Minimal Devletler

TUİÇ Sözlük sitesinden
Gezinti kısmına atla Arama kısmına atla

Minimalizm (minarşizm, minimal devletçilik) mümkün olan en az yetkiye sahip bir durumu ifade eder. Siyaset felsefesinde, devletin görevlerinin bir anarşi biçimi haline gelmeden daha fazla azaltılamayacak kadar minimal olduğu bir terimdir. Minimal bir devlette, hükümetin sorumlulukları bireyleri baskı, dolandırıcılık ve hırsızlıktan korumak, mağdurlardan tazminat talep etmek ve ülkeyi yabancı saldırganlıktan korumakla sınırlıdır. Minimal bir devletteki tek devlet kurumu polis, yargı sistemleri ve ordu olacaktır. Minarşistler genellikle bırakınız yapsınlar (laissez-faire) yaklaşımının ekonomik refahı artıracağını düşünürler. Minarşizm, özgürlükçü değer ve ilkeleri temel almakla beraber ve herhangi bir devletin değil; yalnızca minimal bir devletin meşru olduğunu savunmakla birlikte, devletin ahlaki olarak meşru veya özgürlüklerin korunması için gerekli olduğu sonucunu tanımlamak için kullanılır.
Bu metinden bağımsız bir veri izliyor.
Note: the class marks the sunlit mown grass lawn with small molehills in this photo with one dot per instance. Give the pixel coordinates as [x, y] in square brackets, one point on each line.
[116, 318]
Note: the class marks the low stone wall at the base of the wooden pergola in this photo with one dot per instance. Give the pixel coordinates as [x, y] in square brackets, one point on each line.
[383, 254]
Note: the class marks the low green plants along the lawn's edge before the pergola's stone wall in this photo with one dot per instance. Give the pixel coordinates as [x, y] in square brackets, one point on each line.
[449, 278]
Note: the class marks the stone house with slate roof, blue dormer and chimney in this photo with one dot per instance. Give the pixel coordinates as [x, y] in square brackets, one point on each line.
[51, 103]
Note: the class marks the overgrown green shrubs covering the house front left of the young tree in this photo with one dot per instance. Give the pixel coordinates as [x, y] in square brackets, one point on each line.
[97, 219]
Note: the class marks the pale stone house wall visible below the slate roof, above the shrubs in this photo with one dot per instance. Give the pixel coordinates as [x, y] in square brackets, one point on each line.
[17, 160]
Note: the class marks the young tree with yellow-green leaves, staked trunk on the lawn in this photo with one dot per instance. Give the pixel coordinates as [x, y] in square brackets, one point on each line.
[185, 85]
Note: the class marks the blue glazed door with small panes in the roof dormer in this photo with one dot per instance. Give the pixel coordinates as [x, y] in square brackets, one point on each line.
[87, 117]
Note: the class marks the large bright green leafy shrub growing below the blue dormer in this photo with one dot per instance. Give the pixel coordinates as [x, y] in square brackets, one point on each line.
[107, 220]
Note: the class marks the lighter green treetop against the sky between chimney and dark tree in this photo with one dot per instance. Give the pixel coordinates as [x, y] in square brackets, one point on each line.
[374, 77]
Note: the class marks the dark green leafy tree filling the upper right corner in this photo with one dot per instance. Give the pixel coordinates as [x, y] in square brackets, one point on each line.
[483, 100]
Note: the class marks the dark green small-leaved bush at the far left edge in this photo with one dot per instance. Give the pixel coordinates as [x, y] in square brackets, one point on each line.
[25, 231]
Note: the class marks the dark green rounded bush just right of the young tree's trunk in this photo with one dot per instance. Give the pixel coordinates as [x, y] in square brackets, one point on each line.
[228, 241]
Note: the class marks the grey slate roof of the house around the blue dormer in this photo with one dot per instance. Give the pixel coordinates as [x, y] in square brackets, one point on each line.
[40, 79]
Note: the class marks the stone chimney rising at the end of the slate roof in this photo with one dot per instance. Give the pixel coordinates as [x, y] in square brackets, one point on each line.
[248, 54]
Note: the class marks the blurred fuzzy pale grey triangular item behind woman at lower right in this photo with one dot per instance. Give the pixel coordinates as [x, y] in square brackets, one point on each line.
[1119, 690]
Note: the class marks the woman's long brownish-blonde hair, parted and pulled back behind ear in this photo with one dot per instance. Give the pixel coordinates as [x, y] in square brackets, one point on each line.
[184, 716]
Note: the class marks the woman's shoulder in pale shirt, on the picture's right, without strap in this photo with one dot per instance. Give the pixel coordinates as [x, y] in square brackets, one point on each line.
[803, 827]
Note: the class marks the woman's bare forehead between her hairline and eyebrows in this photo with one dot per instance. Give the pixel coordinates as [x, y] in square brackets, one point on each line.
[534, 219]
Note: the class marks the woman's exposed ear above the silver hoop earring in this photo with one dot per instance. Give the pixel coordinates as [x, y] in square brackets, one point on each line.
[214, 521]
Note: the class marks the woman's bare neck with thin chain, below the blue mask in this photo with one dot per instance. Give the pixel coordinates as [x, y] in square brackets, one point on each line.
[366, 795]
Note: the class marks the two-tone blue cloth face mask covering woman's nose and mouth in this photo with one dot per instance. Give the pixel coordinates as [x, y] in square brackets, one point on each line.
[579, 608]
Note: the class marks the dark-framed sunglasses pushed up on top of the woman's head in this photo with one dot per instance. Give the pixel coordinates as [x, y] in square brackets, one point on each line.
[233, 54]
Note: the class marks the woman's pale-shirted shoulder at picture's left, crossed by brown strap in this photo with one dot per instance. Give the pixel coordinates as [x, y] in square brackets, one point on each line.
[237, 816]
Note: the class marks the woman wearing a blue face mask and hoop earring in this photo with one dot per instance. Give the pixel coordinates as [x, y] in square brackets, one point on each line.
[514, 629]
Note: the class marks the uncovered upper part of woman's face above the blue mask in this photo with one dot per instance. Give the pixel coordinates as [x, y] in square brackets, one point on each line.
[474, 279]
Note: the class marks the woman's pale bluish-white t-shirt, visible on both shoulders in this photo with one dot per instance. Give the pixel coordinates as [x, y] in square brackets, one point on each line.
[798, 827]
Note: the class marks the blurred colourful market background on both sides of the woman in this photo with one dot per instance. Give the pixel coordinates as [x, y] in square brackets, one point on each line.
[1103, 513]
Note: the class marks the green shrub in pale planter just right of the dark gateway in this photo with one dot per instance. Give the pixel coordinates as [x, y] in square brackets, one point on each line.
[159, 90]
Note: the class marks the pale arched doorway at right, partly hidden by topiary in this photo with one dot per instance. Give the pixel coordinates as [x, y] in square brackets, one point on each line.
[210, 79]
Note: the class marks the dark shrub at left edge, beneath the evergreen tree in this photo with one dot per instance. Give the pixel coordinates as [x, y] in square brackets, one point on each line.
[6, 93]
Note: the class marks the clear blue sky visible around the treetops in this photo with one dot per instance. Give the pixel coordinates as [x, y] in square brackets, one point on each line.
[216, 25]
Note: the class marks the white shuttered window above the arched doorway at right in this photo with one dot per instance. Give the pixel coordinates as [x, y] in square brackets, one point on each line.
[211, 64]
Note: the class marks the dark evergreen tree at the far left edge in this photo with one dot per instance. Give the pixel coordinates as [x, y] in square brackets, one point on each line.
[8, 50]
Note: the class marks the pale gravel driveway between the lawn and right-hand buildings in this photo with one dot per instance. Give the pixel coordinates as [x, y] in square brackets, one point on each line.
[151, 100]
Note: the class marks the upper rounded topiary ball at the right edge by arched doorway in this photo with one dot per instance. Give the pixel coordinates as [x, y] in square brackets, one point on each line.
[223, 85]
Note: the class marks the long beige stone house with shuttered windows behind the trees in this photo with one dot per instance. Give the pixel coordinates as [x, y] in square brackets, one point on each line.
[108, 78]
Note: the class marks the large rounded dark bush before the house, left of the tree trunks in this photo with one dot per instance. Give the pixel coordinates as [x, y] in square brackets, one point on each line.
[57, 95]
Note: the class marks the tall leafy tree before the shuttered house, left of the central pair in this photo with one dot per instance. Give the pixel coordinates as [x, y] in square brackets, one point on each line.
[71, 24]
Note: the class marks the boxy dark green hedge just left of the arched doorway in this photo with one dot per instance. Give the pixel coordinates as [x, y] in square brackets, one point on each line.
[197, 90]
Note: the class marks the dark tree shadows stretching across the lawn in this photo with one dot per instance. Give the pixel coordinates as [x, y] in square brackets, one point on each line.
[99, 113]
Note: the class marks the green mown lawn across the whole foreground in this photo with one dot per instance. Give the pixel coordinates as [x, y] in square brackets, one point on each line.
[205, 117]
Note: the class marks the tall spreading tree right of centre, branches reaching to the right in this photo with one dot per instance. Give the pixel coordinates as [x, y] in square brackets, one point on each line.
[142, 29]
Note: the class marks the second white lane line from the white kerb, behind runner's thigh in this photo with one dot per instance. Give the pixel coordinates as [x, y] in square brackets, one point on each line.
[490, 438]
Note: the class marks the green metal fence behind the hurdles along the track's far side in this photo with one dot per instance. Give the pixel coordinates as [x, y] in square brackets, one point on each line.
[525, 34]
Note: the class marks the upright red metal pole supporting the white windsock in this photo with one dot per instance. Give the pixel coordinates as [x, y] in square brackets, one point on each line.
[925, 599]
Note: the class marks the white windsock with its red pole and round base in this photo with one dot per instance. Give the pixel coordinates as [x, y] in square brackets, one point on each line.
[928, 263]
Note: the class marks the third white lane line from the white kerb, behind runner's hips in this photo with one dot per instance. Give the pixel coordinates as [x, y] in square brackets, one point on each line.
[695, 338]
Bireyin en geniş özgürlük alanına sahip olmasını savunan klasik liberallerin idealidir. Negatif bir devlet görüşünü ifade etmektedir. Bireylerin en geniş özgürlük alanlarından faydalanmasını teşvik eder ve devletin sosyal hayata ya da ekonomiye en ufak etkisini reddeder. Devleti sadece koruma organı olarak görülmektedir. Ancak ve ancak tehdit olduğun da başvurulan bir gece bekçisi gibi görülmektedir. Devletin sınırlarını geriye doğru itme amacı vardır. Devletin görevi sadece bireylerin başka bireylerin özgürlüklerini kısıtlamasını engellemek, güvenliği sağlamak ve anayasayı yürürlükte tutmaktır. Bu görüşe göre, devlet dahili düzeni devam ettirmek için vardır. Özel vatandaşlar arasında yapılan sözleşmeleri ve gönüllü anlaşmaların uygulanması aynı zaman da dıştan gelecek saldırılara karşı koruma ve savunma yapması geriye kalan her şeyin beşeri faktörlerle düzene oturacağına inanılır. [1] Minimal devletin tazminat bedelini karşılamak için vergi koyması için hiçbir gerekçe yoktur. Minimal devlette oy vermeyi haklı kılan hiçbir demokratik süreç veya yöntem yoktur.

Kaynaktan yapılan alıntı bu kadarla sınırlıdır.